The commercial stone crabs brought to shore in Lee County in 2011, Nalley said, was 189,367 pounds and 269,240 pounds in 2010.

Barnhill and his crew set out early Monday, Oct. 15, to check the traps they began throwing into the water Oct. 5. They went out about 35 miles and pulled 700 traps, which will be an average day until the season closes in May.

Nalley said so far in the 2012-2013 fiscal year there are 1,106,794 active stone crab trap certificates.

“This number is preliminary and could change,” she said, adding that every commercial trap must have a certificate. “Keep in mind, not all of these trap certificates may have been used, but most are.”

In the 2011-2012 fiscal year, there were 1,230,811 active stone crab trap certificates.

In addition, Nalley said commercial harvesters are required to have a stone crab endorsement, which, so far during the 2012-2013 fiscal year, there have been 1,326 stone crab endorsements issued, compared to 1,412 during the 2011-2012 fiscal year and 1,343 during the 2010-2011 fiscal year.

“One stone crab trapper may hold multiple endorsements, let’s say, if the crabber has multiple boats,” she said. “He might have an endorsement for each boat, and one for himself as well.”

Once the commercial fishermen dock their boats and drop off their catches of the day, there are many steps that have to be taken at the Barnhill Fisheries crab house before they can be sold wholesale.

Mark Jacques, who is in charge of cooking the stone crabs at the fish house, said he typically receives deliveries from the fishermen between 3-6 p.m. every day. He said although the cut-off time for stone crab to be dropped off is 6 p.m., the fishermen can drop them off later if they call and let him know.

Some days, Jacques said, he is at the crab house until 10 p.m. cooking the stone crabs from that day.

Jacques said the stone crabs are first weighed before they are dumped in a basket or bag, which are then accompanied by a tag that holds the fisherman’s initials.

The first cook of the season was 179 pounds of stone crab Oct. 15, which Barnhill brought in with his crew a little after 2 p.m.

Barnhill said he got back to the docks a little earlier than a typical day because people were picking up stone crab later Monday night.

Once the cooker, a large stainless steel pot that can hold up to 400 pounds of stone crab, reaches a boil, the basket is then lowered into the water to cook for 12 minutes.

Once the cooker is turned on, it remains on until the last batch of stone crab is cooked.
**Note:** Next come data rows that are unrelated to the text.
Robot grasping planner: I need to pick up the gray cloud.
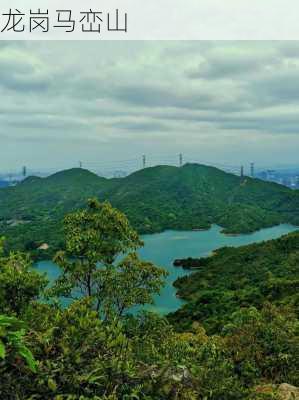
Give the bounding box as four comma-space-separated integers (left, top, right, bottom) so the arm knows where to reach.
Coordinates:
0, 42, 299, 168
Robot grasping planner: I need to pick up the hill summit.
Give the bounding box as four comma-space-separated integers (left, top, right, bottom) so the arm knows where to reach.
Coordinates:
0, 164, 299, 255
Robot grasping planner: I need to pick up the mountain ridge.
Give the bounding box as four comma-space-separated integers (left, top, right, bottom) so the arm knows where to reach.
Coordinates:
0, 164, 299, 258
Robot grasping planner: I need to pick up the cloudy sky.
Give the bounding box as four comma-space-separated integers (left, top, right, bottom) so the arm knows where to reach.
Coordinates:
0, 41, 299, 171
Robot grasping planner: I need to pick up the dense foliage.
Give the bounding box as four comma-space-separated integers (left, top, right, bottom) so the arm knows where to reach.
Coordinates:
0, 200, 299, 400
0, 164, 299, 258
170, 232, 299, 333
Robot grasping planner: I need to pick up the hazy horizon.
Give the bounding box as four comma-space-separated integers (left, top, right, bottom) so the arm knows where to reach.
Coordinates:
0, 41, 299, 172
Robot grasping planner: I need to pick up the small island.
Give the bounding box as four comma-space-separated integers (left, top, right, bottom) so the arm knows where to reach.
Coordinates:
173, 257, 207, 269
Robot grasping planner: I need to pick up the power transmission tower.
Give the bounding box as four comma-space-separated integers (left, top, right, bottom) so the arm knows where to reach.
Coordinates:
179, 153, 183, 167
241, 165, 244, 178
250, 163, 254, 178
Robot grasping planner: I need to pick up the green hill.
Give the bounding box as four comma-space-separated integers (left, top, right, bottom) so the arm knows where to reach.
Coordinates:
0, 164, 299, 258
169, 232, 299, 333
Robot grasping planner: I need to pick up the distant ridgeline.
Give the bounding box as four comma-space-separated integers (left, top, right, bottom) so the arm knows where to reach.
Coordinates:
0, 164, 299, 257
169, 232, 299, 334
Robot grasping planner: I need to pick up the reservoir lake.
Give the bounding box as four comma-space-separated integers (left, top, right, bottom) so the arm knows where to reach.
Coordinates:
36, 224, 298, 314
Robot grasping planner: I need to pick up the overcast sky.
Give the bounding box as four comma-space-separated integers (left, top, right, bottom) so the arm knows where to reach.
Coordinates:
0, 41, 299, 171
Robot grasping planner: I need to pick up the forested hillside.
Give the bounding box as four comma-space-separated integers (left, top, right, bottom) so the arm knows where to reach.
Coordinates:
170, 232, 299, 334
0, 164, 299, 254
0, 199, 299, 400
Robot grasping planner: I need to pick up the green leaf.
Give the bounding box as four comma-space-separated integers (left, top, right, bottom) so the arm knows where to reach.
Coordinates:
19, 346, 37, 372
0, 340, 6, 359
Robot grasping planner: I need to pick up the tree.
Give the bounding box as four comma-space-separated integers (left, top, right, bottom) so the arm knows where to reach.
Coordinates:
52, 199, 166, 318
0, 239, 47, 316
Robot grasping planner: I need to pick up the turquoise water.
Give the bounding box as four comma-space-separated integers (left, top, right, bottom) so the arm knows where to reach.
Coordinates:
37, 224, 297, 314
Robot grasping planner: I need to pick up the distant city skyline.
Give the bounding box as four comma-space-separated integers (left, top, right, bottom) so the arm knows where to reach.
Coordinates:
0, 42, 299, 172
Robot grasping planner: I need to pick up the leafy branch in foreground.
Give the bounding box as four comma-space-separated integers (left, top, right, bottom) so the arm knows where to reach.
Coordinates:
51, 199, 166, 318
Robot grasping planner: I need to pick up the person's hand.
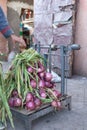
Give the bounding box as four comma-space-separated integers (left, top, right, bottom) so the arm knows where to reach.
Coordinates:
11, 34, 26, 48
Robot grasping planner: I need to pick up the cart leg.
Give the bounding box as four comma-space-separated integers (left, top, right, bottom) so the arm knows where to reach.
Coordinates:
25, 119, 32, 130
68, 103, 71, 111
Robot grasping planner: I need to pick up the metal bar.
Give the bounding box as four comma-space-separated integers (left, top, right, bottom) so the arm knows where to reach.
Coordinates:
60, 45, 65, 96
48, 45, 52, 73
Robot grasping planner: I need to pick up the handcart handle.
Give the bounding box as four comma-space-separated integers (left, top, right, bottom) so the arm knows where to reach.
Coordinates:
70, 44, 80, 50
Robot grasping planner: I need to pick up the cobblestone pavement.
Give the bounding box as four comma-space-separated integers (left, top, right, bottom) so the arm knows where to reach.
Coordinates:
7, 76, 87, 130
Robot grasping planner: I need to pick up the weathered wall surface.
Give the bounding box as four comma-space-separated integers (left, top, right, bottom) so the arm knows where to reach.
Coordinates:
34, 0, 75, 76
73, 0, 87, 76
34, 0, 74, 44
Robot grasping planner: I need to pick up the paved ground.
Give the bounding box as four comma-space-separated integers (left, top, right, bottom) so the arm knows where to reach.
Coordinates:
7, 76, 87, 130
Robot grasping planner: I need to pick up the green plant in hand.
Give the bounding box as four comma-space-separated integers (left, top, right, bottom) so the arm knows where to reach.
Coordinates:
0, 63, 14, 127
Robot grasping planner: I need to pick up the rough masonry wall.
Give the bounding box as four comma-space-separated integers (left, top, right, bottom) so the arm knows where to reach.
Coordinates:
34, 0, 75, 77
34, 0, 75, 44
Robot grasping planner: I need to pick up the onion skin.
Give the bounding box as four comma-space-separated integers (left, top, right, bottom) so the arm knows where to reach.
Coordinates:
57, 101, 61, 108
8, 97, 14, 107
51, 100, 58, 108
38, 72, 45, 79
45, 72, 52, 82
27, 67, 33, 73
40, 92, 47, 99
25, 92, 34, 102
30, 80, 37, 88
34, 97, 41, 107
26, 101, 36, 110
53, 90, 61, 98
14, 97, 22, 107
38, 80, 45, 88
11, 89, 18, 97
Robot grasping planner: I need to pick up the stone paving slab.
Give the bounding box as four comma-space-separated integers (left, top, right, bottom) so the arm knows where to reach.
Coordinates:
7, 76, 87, 130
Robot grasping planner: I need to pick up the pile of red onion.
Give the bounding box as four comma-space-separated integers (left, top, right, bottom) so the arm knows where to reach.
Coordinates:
8, 62, 61, 111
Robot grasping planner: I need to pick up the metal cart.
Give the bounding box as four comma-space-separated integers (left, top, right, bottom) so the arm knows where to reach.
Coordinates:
11, 44, 80, 130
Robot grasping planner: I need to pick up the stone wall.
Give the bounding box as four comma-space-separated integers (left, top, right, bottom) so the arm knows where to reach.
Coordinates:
34, 0, 75, 76
34, 0, 75, 45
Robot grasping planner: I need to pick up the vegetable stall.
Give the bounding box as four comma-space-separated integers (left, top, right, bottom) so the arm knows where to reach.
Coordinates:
0, 43, 79, 130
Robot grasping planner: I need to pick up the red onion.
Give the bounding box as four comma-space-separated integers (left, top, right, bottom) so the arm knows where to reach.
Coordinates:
57, 101, 61, 108
8, 97, 14, 107
34, 98, 41, 107
38, 80, 45, 88
26, 92, 34, 102
53, 90, 61, 97
12, 89, 18, 97
30, 80, 37, 88
51, 100, 58, 108
45, 72, 52, 81
26, 101, 36, 110
39, 72, 45, 79
37, 68, 44, 73
40, 92, 47, 98
27, 67, 33, 73
14, 97, 22, 107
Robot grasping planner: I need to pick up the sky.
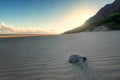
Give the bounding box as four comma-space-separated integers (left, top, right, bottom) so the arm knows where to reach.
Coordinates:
0, 0, 114, 33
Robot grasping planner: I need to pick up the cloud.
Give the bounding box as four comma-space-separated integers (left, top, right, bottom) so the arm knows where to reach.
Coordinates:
0, 23, 56, 34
When the timer goes off it tells Jacques that the basket has to be lifted out of the cooker and into another steel container that is packed with ice for 15 minutes. He said the second step is important because the cold water shrinks the meat a little bit, so it does not stick to the shell.

The pink stone crabs are lifted out of the water on an overhead track system that then guides the large basket to a steel table where they are dumped to be graded into different batches.

The sizes for the stone crab include medium 0-2.99 ounces, large 3-4.99 ounces, jumbo 5-6.99 ounces and colossal 7 ounces and up.

Once the stone crabs are weighed, they are then placed in different colored baskets to be boxed up before they are wholesaled out to restaurants and markets. The restaurants and market also includes Barnhill’s Seafood Spot and the Seafood Market.

Barnhill said what they catch will be used at the restaurant that night, to ensure freshness for the customers.

“We can always sell a fresh product,” he said.

Barnhill said they wholesale to this side of the coast as much as possible, before they start providing stone crab to the other coast.

In addition, he said the crab house delivers stone crabs three days a week from Matlacha to Naples.

The crab house is buzzing seven days a week, once the fishermen are done pulling traps for the day.

“As long as boats are going, we are open,” Barnhill said.